Au fil des semaines, la tache d’huile n’a fait que s’étendre. Plus on étudie la question, plus on découvre que pas mal de gens étaient au courant, incluant dans l’entourage du premier ministre Justin Trudeau lui-même.
PROCHE DE TRUDEAU
Depuis quelques jours, alors que nous découvrons que la cheffe du cabinet de monsieur Trudeau était aussi au courant, la crise a pris une autre tournure. La cheffe de cabinet est la plus proche conseillère, presque l’alter ego d’un leader politique. Ce qu’elle sait, son patron le sait… sauf dans le cas précis où elle fait le choix délibéré de le garder ignorant d’une histoire.
En résumé, des allégations d’inconduites sexuelles sérieuses pesaient sur Jonathan Vance, le grand patron de la Défense. Ironie inimaginable, ce type avait reçu le mandat dès son entrée en fonction de mettre en place l’opération Honneur. Une opération qui devait réviser le processus de traitement des plaintes, redonner leur honneur aux victimes et mettre fin aux inconduites sexuelles dans l’armée.

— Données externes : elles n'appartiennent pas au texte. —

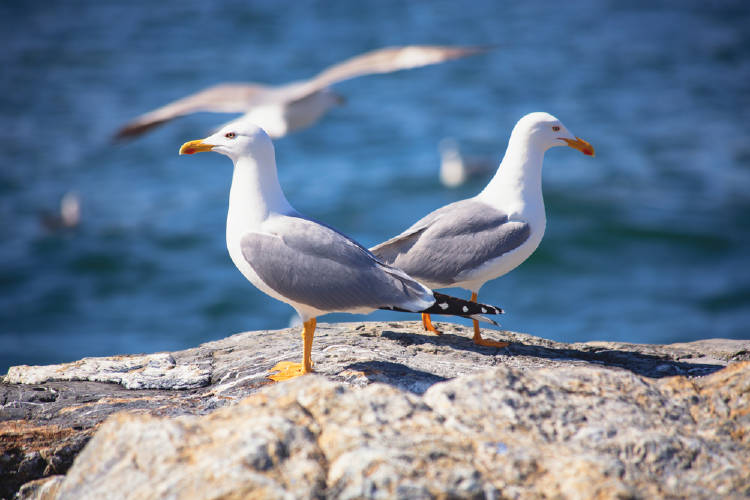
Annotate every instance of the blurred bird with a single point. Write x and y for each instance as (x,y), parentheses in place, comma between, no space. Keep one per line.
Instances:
(297,260)
(456,169)
(69,215)
(282,109)
(469,242)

Vous imaginez le ridicule. L’homme chargé de la délicate opération a lui-même un historique en matière de comportements sexuels inappropriés. Et il est resté en poste jusqu’en janvier 2021. Même si au plus haut niveau du gouvernement, on a été mis au courant des problèmes à mi-chemin de son mandat.
Pour ajouter au malaise, l’amiral Art Mcdonald, que le gouvernement Trudeau avait nommé comme successeur de Vance, a dû partir pour des motifs similaires. Son mandat n’aura pas duré deux mois. Deux chefs des Forces armées canadiennes faisant euxmêmes l’objet d’une enquête pour des inconduites sexuelles, alors que l’on comptait sur eux pour y mettre fin! Assez gênant.
REPRISE
L’examen des dossiers d’inconduites et de leur traitement, qui a été lancé, hier, constitue la prise 2 d’un même film. C’est essentiellement le mandat qu’avait reçu l’ex-juge Marie Deschamps en 2014. Son travail avait été bien fait et son rapport avait forcé le lancement de l’opération Honneur à la Défense.
Refaire l’exercice n’est pas la réponse à la crise actuelle. Si le premier ministre a vraiment été laissé dans l’ignorance, il aurait dû faire porter la responsabilité politique à son ministre de la Défense et le démettre.
Une femme doit pouvoir faire sa carrière dans l’armée canadienne sans se faire harceler ou abuser. Pour l’instant, l’institution est en déficit de crédibilité pour le garantir. Et le gouvernement Trudeau n’a pas été à la hauteur du « féminisme » dont il se réclame dans le traitement de l’affaire.